Le développement des connaissances disciplinaires et leurs utilisations dans la pratique sont deux choses différentes. Contrairement au développement des connaissances, il est possible que l’infirmière, dans sa pratique, prenne en considération d’une part la science, mais également le caractère unique de la personne. C’est donc dire que sa pratique est empreinte d’une réalité différente selon la personne ou la situation. Kikuchi et Simmons (1999) s’inquiètent des répercussions d’une pratique qui serait trop polarisée dans l’une ou dans l’autre des positions ontologiques. Elles proposent plutôt d’adopter une pratique de type hybride. Dans ce type de pratique, une combinaison de deux conceptions de la réalité est possible et même souhaitable lors de la prestation de soins (Tanner, 2006). On appelle cette conception hybride « réaliste modérée ». Il s’agit d’une conception à mi-chemin entre le réalisme et l’idéalisme. Quoique souhaitable lors de la prestation de soins, cette conception hybride de la réalité est plus difficilement applicable en recherche alors que le développement des connaissances au moyen de la méthode scientifique s’avère essentiel. Cette utilisation d’une pluralité de sources de connaissances n’est pas sans rappeler les travaux de Carper (1978) sur les types de connaissances utilisés par l’infirmière dans le cadre de la prestation de soins, comme les savoirs empirique (scientifique), éthique, personnel et esthétique. En résumé et pour répondre aux impératifs de la science contemporaine, cette recherche se positionne dans une ontologie réaliste.

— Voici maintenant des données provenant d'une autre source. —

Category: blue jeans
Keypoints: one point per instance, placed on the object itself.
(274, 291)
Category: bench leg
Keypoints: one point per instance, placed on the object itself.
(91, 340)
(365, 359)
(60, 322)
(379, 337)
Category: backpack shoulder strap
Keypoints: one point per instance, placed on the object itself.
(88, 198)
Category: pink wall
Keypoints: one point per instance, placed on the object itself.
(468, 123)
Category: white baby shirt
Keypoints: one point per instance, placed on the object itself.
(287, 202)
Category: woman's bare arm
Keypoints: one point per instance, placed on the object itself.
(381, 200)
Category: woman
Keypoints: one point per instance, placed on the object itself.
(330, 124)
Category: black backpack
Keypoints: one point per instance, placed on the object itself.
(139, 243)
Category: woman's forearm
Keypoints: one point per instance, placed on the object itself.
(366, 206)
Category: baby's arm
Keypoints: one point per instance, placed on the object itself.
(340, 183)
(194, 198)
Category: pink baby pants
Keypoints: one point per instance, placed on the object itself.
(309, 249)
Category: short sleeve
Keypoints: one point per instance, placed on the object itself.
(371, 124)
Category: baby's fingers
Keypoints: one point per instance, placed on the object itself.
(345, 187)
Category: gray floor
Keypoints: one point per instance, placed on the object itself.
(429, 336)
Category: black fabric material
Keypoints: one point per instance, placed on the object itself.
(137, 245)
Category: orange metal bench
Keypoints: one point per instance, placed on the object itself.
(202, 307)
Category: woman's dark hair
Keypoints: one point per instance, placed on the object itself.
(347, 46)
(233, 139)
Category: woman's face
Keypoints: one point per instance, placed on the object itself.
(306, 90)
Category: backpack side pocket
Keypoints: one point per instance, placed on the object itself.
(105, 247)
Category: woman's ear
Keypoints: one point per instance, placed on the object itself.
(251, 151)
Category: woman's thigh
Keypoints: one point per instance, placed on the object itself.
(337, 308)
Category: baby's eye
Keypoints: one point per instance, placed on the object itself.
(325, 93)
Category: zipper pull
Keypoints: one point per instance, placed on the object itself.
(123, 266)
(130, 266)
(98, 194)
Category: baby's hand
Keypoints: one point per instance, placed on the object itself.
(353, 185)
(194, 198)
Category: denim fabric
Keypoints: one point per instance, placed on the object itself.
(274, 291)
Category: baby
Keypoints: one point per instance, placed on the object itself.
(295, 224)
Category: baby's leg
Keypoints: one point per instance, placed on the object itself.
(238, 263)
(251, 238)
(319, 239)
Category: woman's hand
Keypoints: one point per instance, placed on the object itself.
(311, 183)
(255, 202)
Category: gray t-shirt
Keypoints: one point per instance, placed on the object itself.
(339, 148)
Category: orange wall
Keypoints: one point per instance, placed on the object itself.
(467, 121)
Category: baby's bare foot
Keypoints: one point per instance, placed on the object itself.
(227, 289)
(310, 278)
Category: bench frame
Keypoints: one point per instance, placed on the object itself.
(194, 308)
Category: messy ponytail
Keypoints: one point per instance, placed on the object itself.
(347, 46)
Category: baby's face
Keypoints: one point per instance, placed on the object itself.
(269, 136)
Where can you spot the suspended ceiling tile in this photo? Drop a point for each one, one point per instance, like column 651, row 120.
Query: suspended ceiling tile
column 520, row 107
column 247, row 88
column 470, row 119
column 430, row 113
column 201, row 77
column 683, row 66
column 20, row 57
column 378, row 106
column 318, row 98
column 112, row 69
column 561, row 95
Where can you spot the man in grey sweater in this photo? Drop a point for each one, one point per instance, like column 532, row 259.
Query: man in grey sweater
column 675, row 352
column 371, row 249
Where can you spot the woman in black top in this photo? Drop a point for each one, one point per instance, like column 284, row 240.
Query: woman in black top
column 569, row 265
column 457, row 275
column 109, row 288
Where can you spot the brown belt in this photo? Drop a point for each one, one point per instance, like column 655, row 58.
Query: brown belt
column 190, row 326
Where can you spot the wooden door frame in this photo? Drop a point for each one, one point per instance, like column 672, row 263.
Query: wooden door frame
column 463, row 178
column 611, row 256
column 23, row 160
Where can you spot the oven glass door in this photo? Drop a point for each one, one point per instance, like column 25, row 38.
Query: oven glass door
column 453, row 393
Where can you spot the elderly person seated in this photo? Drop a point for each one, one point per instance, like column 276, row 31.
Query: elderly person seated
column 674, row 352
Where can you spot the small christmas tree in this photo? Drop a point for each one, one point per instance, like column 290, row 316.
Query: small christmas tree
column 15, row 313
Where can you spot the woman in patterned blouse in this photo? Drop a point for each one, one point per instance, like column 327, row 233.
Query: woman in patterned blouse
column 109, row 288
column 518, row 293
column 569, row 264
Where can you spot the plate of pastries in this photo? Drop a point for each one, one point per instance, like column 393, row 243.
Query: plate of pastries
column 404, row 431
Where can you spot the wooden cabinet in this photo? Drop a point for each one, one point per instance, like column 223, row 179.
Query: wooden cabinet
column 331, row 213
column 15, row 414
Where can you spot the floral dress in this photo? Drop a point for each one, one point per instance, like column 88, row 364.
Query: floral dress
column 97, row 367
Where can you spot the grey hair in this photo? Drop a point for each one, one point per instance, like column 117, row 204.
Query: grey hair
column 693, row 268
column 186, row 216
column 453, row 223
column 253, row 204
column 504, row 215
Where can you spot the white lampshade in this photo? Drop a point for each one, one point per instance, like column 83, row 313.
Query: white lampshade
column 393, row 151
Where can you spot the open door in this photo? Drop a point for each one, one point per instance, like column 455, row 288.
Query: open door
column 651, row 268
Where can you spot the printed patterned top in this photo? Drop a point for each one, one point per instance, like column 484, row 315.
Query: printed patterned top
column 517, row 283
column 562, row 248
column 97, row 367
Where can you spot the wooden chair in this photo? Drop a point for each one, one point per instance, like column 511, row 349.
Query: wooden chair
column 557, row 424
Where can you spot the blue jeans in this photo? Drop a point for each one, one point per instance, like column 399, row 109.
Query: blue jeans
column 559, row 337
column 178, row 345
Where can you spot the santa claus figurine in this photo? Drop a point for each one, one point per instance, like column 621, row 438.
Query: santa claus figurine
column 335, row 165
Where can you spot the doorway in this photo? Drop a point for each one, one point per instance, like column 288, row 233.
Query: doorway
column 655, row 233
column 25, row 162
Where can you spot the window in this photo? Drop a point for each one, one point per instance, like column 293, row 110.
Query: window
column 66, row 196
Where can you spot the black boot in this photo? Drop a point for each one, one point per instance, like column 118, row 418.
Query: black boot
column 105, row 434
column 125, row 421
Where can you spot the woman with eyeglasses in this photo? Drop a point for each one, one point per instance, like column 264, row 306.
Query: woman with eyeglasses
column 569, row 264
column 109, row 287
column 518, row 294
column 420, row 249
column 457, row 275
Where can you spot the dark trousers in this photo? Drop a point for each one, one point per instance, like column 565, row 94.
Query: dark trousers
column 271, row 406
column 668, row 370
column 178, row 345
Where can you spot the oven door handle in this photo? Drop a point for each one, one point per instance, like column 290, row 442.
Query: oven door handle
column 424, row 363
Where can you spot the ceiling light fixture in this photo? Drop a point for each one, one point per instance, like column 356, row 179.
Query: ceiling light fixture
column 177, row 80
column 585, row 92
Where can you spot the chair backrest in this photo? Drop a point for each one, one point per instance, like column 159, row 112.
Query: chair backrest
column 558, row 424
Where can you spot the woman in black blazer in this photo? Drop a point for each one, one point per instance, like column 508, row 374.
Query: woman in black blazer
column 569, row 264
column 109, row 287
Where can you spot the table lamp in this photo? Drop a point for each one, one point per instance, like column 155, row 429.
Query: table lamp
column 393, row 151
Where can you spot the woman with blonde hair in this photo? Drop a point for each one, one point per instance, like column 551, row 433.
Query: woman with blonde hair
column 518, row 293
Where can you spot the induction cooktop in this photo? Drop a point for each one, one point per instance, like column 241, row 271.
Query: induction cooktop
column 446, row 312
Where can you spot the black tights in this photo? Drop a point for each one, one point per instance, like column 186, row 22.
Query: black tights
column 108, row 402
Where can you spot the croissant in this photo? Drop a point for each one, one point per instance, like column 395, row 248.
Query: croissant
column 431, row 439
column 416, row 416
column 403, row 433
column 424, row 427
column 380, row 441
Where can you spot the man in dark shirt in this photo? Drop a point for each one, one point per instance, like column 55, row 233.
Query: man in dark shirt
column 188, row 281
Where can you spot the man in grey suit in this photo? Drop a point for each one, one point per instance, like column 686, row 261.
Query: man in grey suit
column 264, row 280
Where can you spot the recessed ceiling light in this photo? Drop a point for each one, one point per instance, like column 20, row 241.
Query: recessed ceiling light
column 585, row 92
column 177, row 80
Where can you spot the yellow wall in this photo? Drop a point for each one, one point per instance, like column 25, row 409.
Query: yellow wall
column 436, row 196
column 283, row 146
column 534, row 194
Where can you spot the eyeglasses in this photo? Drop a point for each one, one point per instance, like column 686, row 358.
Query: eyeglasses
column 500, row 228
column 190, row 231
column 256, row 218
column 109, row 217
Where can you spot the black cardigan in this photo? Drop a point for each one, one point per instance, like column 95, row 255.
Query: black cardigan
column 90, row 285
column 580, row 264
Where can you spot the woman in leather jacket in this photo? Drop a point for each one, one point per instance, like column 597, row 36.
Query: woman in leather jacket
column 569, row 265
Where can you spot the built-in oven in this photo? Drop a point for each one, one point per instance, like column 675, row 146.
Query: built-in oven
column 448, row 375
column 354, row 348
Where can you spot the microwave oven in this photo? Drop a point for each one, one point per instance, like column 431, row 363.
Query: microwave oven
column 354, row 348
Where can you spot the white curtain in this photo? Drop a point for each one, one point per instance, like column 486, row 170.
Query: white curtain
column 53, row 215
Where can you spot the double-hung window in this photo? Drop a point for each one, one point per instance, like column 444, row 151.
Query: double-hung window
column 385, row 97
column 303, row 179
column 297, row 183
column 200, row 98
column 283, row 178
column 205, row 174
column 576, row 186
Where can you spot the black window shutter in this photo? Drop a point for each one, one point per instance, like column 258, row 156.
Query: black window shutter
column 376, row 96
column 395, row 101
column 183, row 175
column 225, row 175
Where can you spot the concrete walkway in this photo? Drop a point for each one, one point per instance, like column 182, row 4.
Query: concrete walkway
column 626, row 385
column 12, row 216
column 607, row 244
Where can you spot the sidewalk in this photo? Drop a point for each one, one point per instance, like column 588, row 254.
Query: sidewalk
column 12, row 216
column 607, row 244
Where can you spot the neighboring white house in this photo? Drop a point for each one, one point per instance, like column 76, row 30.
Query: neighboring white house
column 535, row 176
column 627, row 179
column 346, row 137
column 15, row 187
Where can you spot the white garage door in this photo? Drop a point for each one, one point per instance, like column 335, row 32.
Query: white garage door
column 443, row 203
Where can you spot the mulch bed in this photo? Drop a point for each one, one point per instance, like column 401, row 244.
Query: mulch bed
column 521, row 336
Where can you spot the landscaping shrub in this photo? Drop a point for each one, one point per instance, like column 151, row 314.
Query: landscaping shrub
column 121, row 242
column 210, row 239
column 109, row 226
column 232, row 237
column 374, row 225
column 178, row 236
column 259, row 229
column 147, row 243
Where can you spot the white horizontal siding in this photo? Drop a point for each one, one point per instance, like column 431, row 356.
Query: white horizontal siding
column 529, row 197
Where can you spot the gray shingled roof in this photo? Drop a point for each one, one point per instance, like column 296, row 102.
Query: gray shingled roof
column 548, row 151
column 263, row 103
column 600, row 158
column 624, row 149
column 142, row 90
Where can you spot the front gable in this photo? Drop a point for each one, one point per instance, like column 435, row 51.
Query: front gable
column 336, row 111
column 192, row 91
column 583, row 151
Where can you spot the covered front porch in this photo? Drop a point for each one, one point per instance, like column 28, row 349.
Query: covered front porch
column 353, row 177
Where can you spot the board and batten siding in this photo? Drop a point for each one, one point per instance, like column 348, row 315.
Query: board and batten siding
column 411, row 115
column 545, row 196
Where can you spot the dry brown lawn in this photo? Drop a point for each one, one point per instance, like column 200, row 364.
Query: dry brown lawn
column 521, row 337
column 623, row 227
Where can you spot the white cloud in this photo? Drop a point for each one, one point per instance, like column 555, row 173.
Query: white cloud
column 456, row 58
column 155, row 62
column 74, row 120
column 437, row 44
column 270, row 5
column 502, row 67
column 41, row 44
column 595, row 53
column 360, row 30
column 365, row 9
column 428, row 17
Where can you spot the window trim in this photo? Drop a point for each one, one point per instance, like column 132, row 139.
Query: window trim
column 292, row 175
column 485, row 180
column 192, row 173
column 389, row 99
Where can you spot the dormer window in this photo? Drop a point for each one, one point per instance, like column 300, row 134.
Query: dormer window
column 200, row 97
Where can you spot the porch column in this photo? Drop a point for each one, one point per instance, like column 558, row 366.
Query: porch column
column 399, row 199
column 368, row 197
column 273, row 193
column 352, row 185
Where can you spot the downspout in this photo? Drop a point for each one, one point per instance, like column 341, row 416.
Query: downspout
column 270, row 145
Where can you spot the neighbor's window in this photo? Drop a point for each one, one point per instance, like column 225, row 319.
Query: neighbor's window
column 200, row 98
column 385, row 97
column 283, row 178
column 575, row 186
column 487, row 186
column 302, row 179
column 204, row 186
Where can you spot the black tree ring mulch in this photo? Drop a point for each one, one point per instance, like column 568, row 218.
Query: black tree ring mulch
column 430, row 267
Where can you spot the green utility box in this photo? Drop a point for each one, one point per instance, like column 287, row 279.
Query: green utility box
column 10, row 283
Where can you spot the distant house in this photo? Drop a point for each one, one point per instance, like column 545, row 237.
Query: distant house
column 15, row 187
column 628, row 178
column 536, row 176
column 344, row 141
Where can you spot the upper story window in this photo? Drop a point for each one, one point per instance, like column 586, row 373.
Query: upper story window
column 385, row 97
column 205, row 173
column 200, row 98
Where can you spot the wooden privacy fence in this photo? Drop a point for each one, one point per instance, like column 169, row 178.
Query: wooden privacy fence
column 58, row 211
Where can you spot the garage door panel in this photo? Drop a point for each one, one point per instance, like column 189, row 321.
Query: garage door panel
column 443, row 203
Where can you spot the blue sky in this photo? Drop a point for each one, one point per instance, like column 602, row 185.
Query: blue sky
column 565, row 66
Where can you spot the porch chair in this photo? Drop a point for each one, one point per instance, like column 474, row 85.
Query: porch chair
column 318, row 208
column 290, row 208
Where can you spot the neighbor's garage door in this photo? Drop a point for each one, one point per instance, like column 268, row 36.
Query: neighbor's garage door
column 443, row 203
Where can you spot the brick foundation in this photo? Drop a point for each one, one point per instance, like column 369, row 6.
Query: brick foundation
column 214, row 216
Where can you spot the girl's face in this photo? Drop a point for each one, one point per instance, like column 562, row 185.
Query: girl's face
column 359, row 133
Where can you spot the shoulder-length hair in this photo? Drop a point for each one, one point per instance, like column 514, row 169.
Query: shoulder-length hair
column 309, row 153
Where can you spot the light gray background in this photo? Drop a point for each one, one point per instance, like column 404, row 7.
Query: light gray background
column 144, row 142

La prochaine section décrit, dans un premier temps, la fonction d’une structure-cadre comme les modèles conceptuels en sciences infirmières. Puis, elle explique les liens qui existent entre la discipline, la pratique disciplinaire, les sciences infirmières et le développement de connaissances disciplinaires en sciences infirmières. Quant à la troisième section, elle présente le modèle conceptuel de Neuman et explique ses différentes composantes et l’utilisation du modèle dans différentes maladies chroniques. Elle fait aussi le lien entre ce

modèle conceptuel et les maladies chroniques, en particulier l’HTA. Enfin, elle explique l’intervention infirmière découlant du modèle de Neuman, à savoir la prévention.